Minimum of x+1/x (Perimeter Square < Perim equal area rects)

[CynicusRex]

Homework Statement

Gelfand - Algebra p.115 problem 264:
Prove that a square has the minimum perimeter of all rectangles having the same area.
Hint. Use the result of the preceding problem.

Homework Equations

Preceding problem: Prove that a square has the maximum area of all rectangles having the same perimeter.

Perimeter of a square = Perimeter of a rectangle with an equal perimeter: $${4x} = 2(x-r)+2(x+r) = 2x-2r+2x+2r = 4x$$
Area of that square: x²
Area of that rectangle: (x-r)(x+r) = x²+rx-rx-r² = x²-r²

Since r² is always positive, then x² > x²-r².

The Attempt at a Solution

My initial attempt, I did coincidentally try with the result of the preceding problem. Let's take the area of a square and let it be equal to the area of a rectangle: x² = x² - r²
The perimeter of that square: 4x
The perimeter of that rectangle: 2(x-r)+2(x+r) = 2x-2r+2x+2r = 4x
So if the area of a square and a rectangle are equal, the perimeter of that rectangle is equal to the perimeter of the square. Then it dawned on me that x² = x² - r² is impossible.

Second try:
The area of a square = all rectangles with the same area: $$x² = (ax)(\frac{1}{a}x)$$
The perimeter of that square: 4x
The perimeter of those rectangles: $$2ax+\frac{2}{a}x$$
$$2x(a+\frac{1}{a})$$

Now I got to prove, for a positive a not equal to 1, that: $$a+\frac{1}{a} > 2 $$

When that's proven, it shows that a square always has the minimum perimeter of all rectangles having the same area. (when a=1, it is the same square, not a rectangle)
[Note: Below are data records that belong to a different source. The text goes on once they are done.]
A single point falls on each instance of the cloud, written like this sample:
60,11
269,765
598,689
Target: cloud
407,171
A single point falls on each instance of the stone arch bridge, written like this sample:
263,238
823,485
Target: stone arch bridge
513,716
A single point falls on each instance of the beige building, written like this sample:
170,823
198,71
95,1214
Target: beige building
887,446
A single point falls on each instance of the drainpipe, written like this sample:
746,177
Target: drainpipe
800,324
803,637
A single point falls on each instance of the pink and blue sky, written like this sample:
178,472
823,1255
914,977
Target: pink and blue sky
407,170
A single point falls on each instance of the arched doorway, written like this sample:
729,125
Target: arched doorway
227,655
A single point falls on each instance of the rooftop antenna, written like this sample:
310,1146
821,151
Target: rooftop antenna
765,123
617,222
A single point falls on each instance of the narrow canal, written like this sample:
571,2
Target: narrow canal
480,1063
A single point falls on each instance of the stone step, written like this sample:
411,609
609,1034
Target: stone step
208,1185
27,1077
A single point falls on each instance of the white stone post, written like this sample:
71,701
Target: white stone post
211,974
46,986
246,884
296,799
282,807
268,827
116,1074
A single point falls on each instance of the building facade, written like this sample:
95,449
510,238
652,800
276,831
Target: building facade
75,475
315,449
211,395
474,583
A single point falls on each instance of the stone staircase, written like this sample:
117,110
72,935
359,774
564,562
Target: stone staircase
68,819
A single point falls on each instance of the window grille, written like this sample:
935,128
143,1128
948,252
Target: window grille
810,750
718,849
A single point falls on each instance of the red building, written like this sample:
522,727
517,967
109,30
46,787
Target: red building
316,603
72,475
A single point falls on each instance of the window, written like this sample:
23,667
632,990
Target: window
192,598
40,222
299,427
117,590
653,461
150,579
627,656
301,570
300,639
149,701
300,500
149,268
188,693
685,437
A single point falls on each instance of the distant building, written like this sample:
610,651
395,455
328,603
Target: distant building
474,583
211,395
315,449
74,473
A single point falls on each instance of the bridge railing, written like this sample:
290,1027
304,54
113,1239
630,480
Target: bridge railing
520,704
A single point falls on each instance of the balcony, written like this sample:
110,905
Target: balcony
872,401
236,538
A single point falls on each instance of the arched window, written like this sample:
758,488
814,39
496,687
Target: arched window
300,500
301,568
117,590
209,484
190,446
Here my first try was a proof by contradiction.
$$a+\frac{1}{a} < 2$$
$$\frac{1}{a} < 2 - a$$
$$1 < 2a - a²$$
$$0 < 2a - a² - 1$$
Multiplied both sides by -1
$$0 > a² - 2a + 1$$
$$0 > (a-1)²$$
Which is false because the square is always positive. So: $$4x < 2x(a+\frac{1}{a})$$
Could someone lead me in the right direction towards finding other, perhaps easier proofs?

 

[Ray Vickson]

Homework Statement

Gelfand - Algebra p.115 problem 264:
Prove that a square has the minimum perimeter of all rectangles having the same area.
Hint. Use the result of the preceding problem.

Homework Equations

Preceding problem: Prove that a square has the maximum area of all rectangles having the same perimeter.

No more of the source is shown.